Vi abbiamo raccontato ieri di un sogno. Quello di una scomposizione e ricomposizione del neoeletto Parlamento in due soli gruppi: uno di destra e l’altro di sinistra. Il sogno, ovviamente, partiva da un presupposto immaginario: che ogni parlamentare compisse una scelta di campo secondo coscienza. A cominciare dai deputati e dai senatori dei Cinque stelle e dal loro capo Luigi Di Maio. Il quale, nella smania di mettere piede a Palazzo Chigi, continua a guardare a destra e a manca perché tanto “per me pari sono”.
Dichiararsi orgogliosamente a ogni piè sospinto “né di destra né di sinistra”, è una cosa fuori dal mondo. Uno slogan che – come abbiamo già avuto modo di dire – ci riporta agli anni bui del “né con lo Stato né con le Br” (fatte, ovviamente, le debite proporzioni). Uno slogan che non può appartenere ad alcun essere raziocinante.
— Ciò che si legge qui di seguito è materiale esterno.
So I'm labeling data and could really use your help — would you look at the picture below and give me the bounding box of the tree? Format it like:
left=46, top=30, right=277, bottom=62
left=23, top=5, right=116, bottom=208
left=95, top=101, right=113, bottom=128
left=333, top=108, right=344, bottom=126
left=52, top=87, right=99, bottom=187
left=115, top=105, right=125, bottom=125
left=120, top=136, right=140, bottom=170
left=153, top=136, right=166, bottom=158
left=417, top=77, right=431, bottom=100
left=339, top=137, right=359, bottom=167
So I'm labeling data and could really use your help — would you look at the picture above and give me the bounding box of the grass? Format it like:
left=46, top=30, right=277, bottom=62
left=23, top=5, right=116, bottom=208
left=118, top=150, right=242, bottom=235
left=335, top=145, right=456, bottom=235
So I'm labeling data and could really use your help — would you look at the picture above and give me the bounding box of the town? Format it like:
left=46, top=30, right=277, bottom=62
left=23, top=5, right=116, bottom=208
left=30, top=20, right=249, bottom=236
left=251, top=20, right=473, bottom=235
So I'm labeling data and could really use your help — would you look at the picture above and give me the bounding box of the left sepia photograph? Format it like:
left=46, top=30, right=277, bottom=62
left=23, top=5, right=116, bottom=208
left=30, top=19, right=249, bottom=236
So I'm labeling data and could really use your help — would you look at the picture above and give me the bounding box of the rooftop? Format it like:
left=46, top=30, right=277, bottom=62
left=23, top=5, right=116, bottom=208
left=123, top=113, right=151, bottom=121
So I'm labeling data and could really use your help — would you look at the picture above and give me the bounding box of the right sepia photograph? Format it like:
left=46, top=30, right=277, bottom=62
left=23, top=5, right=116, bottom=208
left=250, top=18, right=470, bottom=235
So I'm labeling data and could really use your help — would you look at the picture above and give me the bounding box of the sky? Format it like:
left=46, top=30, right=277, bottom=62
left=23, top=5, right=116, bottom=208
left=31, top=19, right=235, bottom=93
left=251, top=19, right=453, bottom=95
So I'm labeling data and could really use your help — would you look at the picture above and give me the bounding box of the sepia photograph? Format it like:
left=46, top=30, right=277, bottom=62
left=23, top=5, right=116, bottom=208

Figuriamoci a un politico. A una persona, cioè, alla quale il voto popolare ha affidato l’onore e l’onere di rappresentare (e realizzare concretamente) le sue speranze e i suoi desideri. Che, volenti o nolenti, sono speranze e desideri per una politica di destra o di sinistra. O preferite chiamarla progressista o conservatrice? Oppure liberista o socialista? Chiamatela un po’ come vi pare, ma restano comunque due politiche alternative.
Può certo accadere che sulle “cose da fare”, su un determinato argomento o in un determinato momento storico, possano anche avvicinarsi (i più anziani ricorderanno le famose “convergenze parallele” di Aldo Moro), ma sulla filosofia di fondo sono e resteranno sempre due politiche ben distinte. Ecco perché.
La sinistra è quella che, dati Istat alla mano, riconosce che il Jobs Act è stato un fallimento, facendo sì che solo uno su dieci dei nuovi assunti sia a tempo indeterminato, senza la minima speranza di programmare il futuro; la sinistra è quella che se ha un euro da spendere non lo dà alle banche, magari “amiche”, ma ai disgraziati che non arrivano a fine mese (o, almeno, fa metà per uno); la sinistra è quella che difende i diritti di chi lavora e cerca di aiutare chi dà lavoro, ben cosciente che senza impresa non c’è domani; la sinistra è quella che non demonizza la parola ricchezza ma lavora per impedire che i ricchi siano sempre più ricchi e i poveri sempre più poveri e che il dieci per cento degli italiani abbiano l’ottanta e più per cento della ricchezza nazionale; la sinistra è quella che non concede elemosine o bonus ma spende tutto quello che può per salvare la dignità del lavoro; la sinistra è quella che se uno evade le tasse non gli dà un buffetto sulla guancia o una multa irrisoria ma lo sbatte immediatamente in galera, come avviene in quasi tutti i paesi civili; la sinistra è quella che fa dello “ius soli” un principio umanitario e inderogabile e non lo sacrifica sull’altare della momentanea convenienza politica. Insomma, la sinistra è quella che pensa al bene di molti (di tutti, forse, non è cosa di questo mondo) e non invece a quello di pochi. Con grande fermezza e, soprattutto, con grande onestà.
La destra, invece, è quella che – storicamente – si preoccupa più dei profitti di chi dà lavoro e assai meno di chi lavora; la destra è quella che non vuole regole e altamente se ne infischia di ogni possibile conflitto di interessi; la destra è quella che concede benevolmente nuove assunzioni finché, grazie al Jobs Act, c’è lo Stato (ovvero tutti noi) che paga la detassazione e poi…pazienza, che i ragazzi restino precari a vita; la destra è quella che spera che diminuisca la percentuale dei più poveri perché così, girando un po’ più di soldi, può aumentare quella dei più ricchi; la destra è quella che ben accetta il “contentino” agli altri sotto forma di elemosine o bonus perché tanto la cosa non la riguarda; la destra è quella che mai vorrebbe la galera per gli evasori perché in galera potrebbero finire parecchi dei suoi sovvenzionatori; la destra è quella che riempie le sue fabbriche (e si arricchisce) di lavoratori stranieri, ma al tempo stesso scatena la paura dell’immigrato e vede lo “ius soli” come una fastidiosa fesseria, un problema del tutto “secondario”. Insomma, la destra è quella che pensa al bene di pochi e non a quello di molti (di tutti, forse, non è cosa di questo mondo). Con altrettanta grande fermezza ma, soprattutto, con altalenante onestà.
Checché ne pensino Di Maio e i suoi, per noi pari non sono. E mai lo saranno.